BiRaUM: Das Projekt hinter der 6G-Forschung in Ilmenau
Das Projekt hört auf den sperrigen Namen „BiRaUM“ – Bistatische Radarsignaturen von Verkehrsobjekten als Bindeglied zwischen Umfelderfassung und Mobilkommunikation. Der Name ist kompliziert. Die Idee dahinter ist es nicht. Automatisierte Fahrzeuge müssen ihre Umgebung kennen: andere Autos, Fahrradfahrer, Fußgänger, Schilder, Leitplanken. Je mehr Daten, desto sicherer. Und genau hier setzt die Forschungsgruppe an – mit der Technologie, die Fachleute unter dem Begriff „Integrated Communications and Sensing“ (ICAS) zusammenfassen.
Dahinter steckt die nächste Generation des Mobilfunks: 6G. Wer jetzt denkt, 5G sei noch nicht mal richtig angekommen, liegt nicht ganz falsch. Aber Wissenschaft denkt in anderen Zeiträumen als der Markt. Und 6G, dessen Markteinführung um 2030 erwartet wird, soll nicht nur schneller und vernetzter sein als alles, was bisher da war – es soll auch „sehen“ können. Ähnlich wie ein Radarsystem soll es die Umgebung erfassen, Objekte identifizieren, Informationen zwischen Fahrzeugen in Echtzeit austauschen.

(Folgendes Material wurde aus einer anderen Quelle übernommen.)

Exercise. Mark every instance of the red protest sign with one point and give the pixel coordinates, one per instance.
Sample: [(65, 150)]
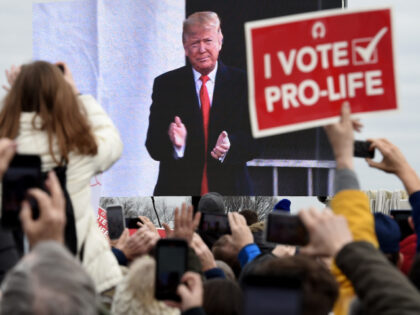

Wie 6G-Technologie Fahrzeuge sicherer macht
Prof. Thomas Dallmann, der die Forschungsgruppe leitet, formuliert das Ziel seiner Arbeit so nüchtern wie ehrgeizig: Fahrzeuge sollen ihre Umgebung absolut zuverlässig erkennen und alle relevanten Informationen schnell und präzise untereinander austauschen können. Unfälle werden vermieden, der Verkehr fließt flüssiger. Sicher, schnell und komfortabel von A nach B – Mobilität, wie sie sein sollte.
Herzstück der Forschung ist eine Anlage, die man so in Deutschland kaum findet: die „Bistatische Radarreflektivitätsmessanlage BiRa“, eingebettet in die „Virtuelle Straße – Simulations- und Testanlage VISTA“ am Innovationszentrum in Ilmenau. Hier lässt sich messen, wie Funk- und Radarsignale von Objekten reflektiert werden – vom Lieferwagen bis zum Straßenpfosten. Das Problem bisher: Für große, komplex geformte Objekte dauerte die vollständige Vermessung mit herkömmlichen Methoden Wochen, manchmal Monate. Die neue Forschungsgruppe entwickelt deshalb ein vollkommen neues Messverfahren – präzise und schnell zugleich.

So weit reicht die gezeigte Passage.